Il y a deux ans, un démographe donnait une interview choc
dans les colonnes du Nouvel observateur. Contre la droite sarkozyste «
inégalitaire » qui désignait des boucs émissaires (immigrés, jeunes, chômeurs)
comme responsable de la crise, il saluait l’« appréciation très perspicace du
sens de l’histoire » de François Hollande, ainsi que son plaidoyer pour une
présidence « normale ». Il voyait un candidat socialiste « revenu au principe
d’égalité », qui « prend le parti du peuple ». Il pariait sur un « hollandisme
révolutionnaire » qui poserait la question du pouvoir de la finance une fois
aux commandes de l’État, car les circonstances économiques et politiques du
moment « l’amèneraient à se radicaliser ». [1]

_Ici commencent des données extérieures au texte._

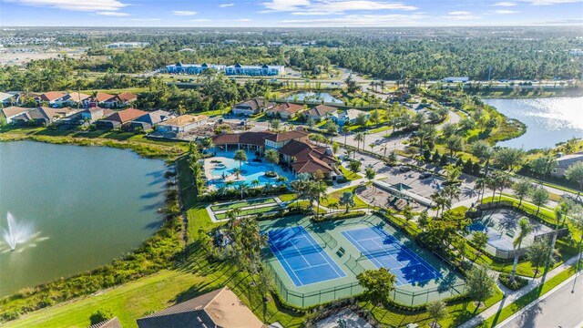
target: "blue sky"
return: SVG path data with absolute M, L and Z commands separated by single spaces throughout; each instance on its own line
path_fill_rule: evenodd
M 583 26 L 583 0 L 0 0 L 0 26 Z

N’accablons pas l’auteur de ces fortes paroles : le
pronostic de notre démographe s’est en partie avéré pertinent : d’une part, les
« circonstances » ont effectivement amené le président de la république à se
radicaliser. Seulement c’est une radicalisation à droite, et non à gauche,
qu’il a opérée. D’autre part, le hollandisme est effectivement de nature «
révolutionnaire » dans le paysage politique français : Thatcher avait son
ennemi de l’intérieur, les mineurs, Hollande a désormais le sien : la gauche de
transformation sociale. Deux ans à peine après son élection, je propose une
ébauche topographique du hollandisme présidentiel : où se situe-il et où nous
amène-t-il ?
À droite du New
Labour
Le cap a été fixé dès le lendemain de l’élection
présidentielle. Contrairement à la promesse de campagne, il n’y a eu aucune
renégociation du pacte de stabilité germano-européen qui condamne virtuellement
l’eurozone à des politiques d’austérité ad aeternam. La politique sociale et
économique du gouvernement est uniquement au service des intérêts des
possédants. Le monde de la finance et de l’actionnariat, vivement décrié dans
le discours du Bourget, est choyé. Il n’est pas une semaine sans que le
gouvernement ne lui a octroie de nouveaux abattements fiscaux au nom d’un
surréaliste « ras-le-bol fiscal ». Les patrons du CAC 40 ou de start up
menacent et leurs vœux sont aussitôt exaucés. Le pacte de responsabilité est la
caricature de ce hollandisme antisocial : faire des milliards d’euros
d’économie sur le dos des travailleurs, petits et moyens, pour les redistribuer
aux patrons et actionnaires sans contrepartie économique et sociale. Le
hollandisme révolutionnaire n’est vraiment pas l’adversaire de la finance. Il
est, au contraire, son plus fidèle et dévoué allié.